Both critics and proponents of Affirmative Action will find Jett’s point of view on the issue compelling. He characterizes the Affirmative Action policy as “the white man’s tool to discredit … [the] intellectual ability” of blacks. In order to disprove a white colleague’s belief that because of Affirmative Action Jett would be accepted to prestigious academic institutions for reasons other than merit, he had erased all signs of his race from applications to MIT and Harvard.
This book is not for the faint of heart. Jett makes it clear from the very beginning that he plans here to set the record straight about his rise and fall. Now, more than seven years after he was cleared of all charges against him, Jett uses this book as an opportunity to confront the perceived injustices against him in particular and African Americans in general. It is clear that he views Affirmative Action as the greatest injustice of all.

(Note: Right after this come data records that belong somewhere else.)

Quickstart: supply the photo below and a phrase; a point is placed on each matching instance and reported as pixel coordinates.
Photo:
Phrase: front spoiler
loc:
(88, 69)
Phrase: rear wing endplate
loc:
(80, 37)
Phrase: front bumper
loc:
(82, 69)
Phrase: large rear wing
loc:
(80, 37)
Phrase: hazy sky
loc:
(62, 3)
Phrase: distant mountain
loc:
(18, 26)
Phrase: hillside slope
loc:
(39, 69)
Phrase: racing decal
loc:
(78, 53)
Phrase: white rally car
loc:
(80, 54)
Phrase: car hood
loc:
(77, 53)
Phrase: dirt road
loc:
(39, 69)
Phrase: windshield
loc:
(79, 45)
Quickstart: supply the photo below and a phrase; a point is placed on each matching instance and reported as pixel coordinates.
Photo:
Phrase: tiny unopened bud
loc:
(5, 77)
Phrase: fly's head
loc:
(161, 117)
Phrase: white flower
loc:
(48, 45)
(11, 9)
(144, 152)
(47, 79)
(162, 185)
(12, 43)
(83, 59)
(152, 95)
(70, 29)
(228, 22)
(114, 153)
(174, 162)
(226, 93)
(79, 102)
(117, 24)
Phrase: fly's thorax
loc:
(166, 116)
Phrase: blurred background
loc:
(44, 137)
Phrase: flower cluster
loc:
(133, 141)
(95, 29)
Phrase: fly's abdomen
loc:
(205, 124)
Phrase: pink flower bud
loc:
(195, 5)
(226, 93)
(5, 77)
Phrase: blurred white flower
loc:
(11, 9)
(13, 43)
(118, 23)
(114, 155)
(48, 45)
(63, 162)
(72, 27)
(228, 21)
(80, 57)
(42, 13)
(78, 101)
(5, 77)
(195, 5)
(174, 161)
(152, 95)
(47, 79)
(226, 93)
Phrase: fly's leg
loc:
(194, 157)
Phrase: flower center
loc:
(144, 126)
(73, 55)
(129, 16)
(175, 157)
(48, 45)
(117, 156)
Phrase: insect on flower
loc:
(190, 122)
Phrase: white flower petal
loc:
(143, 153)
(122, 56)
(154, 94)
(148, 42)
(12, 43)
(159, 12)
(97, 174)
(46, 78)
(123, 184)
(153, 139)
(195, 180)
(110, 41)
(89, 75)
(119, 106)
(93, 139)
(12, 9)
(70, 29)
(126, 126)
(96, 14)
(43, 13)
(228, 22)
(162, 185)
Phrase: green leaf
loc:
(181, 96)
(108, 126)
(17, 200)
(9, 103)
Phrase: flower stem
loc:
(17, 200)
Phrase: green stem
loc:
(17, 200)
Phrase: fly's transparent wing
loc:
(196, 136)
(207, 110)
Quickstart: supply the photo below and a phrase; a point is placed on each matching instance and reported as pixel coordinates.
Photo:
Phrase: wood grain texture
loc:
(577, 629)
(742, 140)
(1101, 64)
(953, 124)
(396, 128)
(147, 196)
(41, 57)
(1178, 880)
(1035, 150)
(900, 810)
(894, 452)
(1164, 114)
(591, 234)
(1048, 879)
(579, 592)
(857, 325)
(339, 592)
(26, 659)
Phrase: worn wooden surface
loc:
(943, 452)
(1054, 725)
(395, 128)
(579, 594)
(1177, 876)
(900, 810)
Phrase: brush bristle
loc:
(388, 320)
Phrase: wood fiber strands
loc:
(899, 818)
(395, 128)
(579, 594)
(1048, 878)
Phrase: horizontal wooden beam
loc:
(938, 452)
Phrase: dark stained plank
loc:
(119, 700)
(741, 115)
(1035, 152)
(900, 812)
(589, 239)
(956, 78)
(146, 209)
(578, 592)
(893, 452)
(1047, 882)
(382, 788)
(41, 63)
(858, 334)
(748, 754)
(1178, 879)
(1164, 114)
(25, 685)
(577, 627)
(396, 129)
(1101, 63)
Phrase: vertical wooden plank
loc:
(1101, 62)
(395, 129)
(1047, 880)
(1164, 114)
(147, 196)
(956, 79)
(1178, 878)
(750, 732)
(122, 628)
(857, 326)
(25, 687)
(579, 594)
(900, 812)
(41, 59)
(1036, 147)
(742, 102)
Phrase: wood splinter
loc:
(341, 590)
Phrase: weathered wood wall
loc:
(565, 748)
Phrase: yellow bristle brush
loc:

Jett, in vivid detail and with great flourish, describes his climb up the corporate ladder: first at Morgan-Stanley, then First Boston, and later at Kidder, Peabody. He states that he picked a career on Wall Street because “the only thing that mattered at the end of the day was how much money you made.” At least, that was what he thought when he worked as a head trader on the Fixed Income Government Bond desk at Kidder, Peabody. It soon became apparent that he was not being treated as fairly and equitably as he expected, and that some of his superiors were more concerned with “black male sexuality” and his relations with white women than with his performance on the bond desk.

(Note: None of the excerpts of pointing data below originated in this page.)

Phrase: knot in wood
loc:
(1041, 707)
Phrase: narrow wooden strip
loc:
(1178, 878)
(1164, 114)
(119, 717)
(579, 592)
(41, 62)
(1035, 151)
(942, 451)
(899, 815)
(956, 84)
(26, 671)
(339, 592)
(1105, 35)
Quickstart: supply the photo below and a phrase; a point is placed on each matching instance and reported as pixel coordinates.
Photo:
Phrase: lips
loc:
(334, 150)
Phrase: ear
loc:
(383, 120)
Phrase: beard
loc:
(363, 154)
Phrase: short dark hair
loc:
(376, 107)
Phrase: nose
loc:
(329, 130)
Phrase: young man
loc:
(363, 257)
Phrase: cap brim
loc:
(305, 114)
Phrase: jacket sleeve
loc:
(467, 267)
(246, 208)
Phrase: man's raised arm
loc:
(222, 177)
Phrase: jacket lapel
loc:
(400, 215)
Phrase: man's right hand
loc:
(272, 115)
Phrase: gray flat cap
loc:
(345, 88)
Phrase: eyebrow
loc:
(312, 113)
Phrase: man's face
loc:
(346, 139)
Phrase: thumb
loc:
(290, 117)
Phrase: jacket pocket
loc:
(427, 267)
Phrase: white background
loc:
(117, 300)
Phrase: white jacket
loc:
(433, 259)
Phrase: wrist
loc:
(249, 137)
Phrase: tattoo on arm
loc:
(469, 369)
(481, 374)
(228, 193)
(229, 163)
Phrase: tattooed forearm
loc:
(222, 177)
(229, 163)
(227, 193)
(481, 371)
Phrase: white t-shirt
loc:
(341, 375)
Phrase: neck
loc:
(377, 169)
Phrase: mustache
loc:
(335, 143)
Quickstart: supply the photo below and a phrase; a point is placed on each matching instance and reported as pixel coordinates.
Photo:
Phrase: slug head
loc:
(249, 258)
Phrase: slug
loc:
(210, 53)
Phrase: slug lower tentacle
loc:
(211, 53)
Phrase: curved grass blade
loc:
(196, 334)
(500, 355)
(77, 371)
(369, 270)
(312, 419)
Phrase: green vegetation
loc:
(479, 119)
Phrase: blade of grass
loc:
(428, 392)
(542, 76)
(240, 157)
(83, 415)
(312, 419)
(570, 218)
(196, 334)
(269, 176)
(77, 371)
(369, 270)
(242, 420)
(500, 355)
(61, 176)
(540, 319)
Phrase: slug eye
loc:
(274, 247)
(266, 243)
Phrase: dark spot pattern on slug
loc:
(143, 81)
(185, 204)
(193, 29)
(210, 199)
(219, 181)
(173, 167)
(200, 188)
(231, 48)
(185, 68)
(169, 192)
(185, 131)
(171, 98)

Jett goes into some detail about his romantic and intimate encounters in places as far-flung as Thailand, Marrakech, and Rio de Janeiro, which, at times, seem too forthcoming and indiscreet for someone who thinks of himself as a disciplined, focused, and hard-charging “warrior.” Yet, these revelations also serve to put a human face on the self-reliant aesthete, who learned, albeit slowly, to adopt “the white man’s virtues and not his vices.”

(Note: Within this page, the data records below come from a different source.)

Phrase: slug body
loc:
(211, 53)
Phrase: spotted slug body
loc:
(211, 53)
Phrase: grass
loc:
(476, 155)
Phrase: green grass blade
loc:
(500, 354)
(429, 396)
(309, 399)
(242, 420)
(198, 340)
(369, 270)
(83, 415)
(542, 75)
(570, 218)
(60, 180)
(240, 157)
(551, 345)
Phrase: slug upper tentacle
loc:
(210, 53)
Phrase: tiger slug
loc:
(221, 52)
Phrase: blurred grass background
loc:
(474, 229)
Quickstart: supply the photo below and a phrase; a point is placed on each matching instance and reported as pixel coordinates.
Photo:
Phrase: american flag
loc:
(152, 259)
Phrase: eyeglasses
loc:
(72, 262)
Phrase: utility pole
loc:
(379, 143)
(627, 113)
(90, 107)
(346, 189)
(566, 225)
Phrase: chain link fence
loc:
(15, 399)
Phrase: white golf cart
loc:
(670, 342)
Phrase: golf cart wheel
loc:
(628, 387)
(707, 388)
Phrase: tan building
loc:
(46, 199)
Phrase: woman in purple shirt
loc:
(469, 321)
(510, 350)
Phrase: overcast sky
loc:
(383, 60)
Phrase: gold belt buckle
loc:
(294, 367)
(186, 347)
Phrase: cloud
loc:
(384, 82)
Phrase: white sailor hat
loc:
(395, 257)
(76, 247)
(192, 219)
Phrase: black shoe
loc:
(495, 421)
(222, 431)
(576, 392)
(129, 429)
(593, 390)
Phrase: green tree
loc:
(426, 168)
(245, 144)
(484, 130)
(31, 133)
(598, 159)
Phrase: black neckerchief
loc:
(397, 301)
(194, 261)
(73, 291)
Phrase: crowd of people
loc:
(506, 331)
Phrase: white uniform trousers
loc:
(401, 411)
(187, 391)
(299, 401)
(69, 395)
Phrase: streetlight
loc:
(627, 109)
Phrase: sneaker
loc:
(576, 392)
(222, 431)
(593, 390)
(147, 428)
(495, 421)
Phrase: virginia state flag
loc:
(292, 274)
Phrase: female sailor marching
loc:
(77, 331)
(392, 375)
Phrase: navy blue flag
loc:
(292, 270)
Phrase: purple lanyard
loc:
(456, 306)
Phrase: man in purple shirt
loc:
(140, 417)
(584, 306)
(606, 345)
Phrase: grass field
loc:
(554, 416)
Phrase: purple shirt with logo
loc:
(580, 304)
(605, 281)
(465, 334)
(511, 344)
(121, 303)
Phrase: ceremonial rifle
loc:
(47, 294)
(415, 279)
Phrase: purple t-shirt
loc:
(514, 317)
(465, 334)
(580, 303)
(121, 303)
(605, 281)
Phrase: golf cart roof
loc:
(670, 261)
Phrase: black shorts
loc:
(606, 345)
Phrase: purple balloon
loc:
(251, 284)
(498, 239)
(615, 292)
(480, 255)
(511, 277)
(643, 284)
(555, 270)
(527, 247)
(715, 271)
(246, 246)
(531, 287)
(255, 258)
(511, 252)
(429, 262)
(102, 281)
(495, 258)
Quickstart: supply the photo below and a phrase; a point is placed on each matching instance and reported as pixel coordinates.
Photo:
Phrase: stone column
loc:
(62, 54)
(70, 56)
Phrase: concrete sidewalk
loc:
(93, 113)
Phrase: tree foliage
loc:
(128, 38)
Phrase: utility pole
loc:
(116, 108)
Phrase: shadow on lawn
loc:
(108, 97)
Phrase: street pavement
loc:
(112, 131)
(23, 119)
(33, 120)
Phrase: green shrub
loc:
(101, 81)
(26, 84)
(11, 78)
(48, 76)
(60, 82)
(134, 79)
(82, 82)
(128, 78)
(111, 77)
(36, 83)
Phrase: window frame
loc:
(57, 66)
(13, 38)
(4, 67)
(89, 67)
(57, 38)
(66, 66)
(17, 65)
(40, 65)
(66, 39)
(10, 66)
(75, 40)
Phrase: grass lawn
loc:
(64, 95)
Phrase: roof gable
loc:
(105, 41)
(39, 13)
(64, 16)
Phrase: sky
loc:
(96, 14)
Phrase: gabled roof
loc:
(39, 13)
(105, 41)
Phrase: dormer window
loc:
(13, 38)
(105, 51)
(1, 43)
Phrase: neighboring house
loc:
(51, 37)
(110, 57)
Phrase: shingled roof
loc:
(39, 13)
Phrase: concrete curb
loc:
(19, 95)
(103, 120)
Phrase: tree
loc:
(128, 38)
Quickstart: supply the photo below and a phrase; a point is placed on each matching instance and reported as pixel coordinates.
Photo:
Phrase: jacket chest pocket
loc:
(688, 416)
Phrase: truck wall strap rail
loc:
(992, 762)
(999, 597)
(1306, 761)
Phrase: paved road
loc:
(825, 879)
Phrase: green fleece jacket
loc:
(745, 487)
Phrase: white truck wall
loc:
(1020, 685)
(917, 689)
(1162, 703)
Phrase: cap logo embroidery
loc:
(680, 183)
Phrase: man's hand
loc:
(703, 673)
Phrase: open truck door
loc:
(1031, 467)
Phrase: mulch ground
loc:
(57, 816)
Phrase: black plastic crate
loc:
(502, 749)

As the Wall Street scandal erupted, Jett quickly found out that the professional career he spent years building was beginning to crumble. Even those colleagues who had earlier stood by him deserted or turned against him, out of fear for their own careers and livelihoods. His account of the months that led to his downfall at Kidder, Peabody is gripping and dramatic.
With obvious delight and feverish zeal, Jett recounts his stand, toe-to-toe, against General Electric, and the downward slide of Jack Welch as the darling of Wall Street and the media. It is apparent that Jett perceived the subsequent trial and the efforts to clear his name as a moral crusade-an opportunity to affirm his “vitality, strength, and honor.” He states: “The might of the largest corporation on the earth could not destroy one Black man standing virtually alone.” Overall, this book offers an engaging, unflinching, and fast-paced account of life on Wall Street and a cautionary tale of what happens when power, money, ambition, greed, and race intersect.
Jett spent his life trying to prove that merit alone would enable him to succeed in corporate America. Yet, in the end, he discovered that despite the significant strides made by African Americans in all walks of life, and despite the American ideology, which states that merit trumps color, race still matters.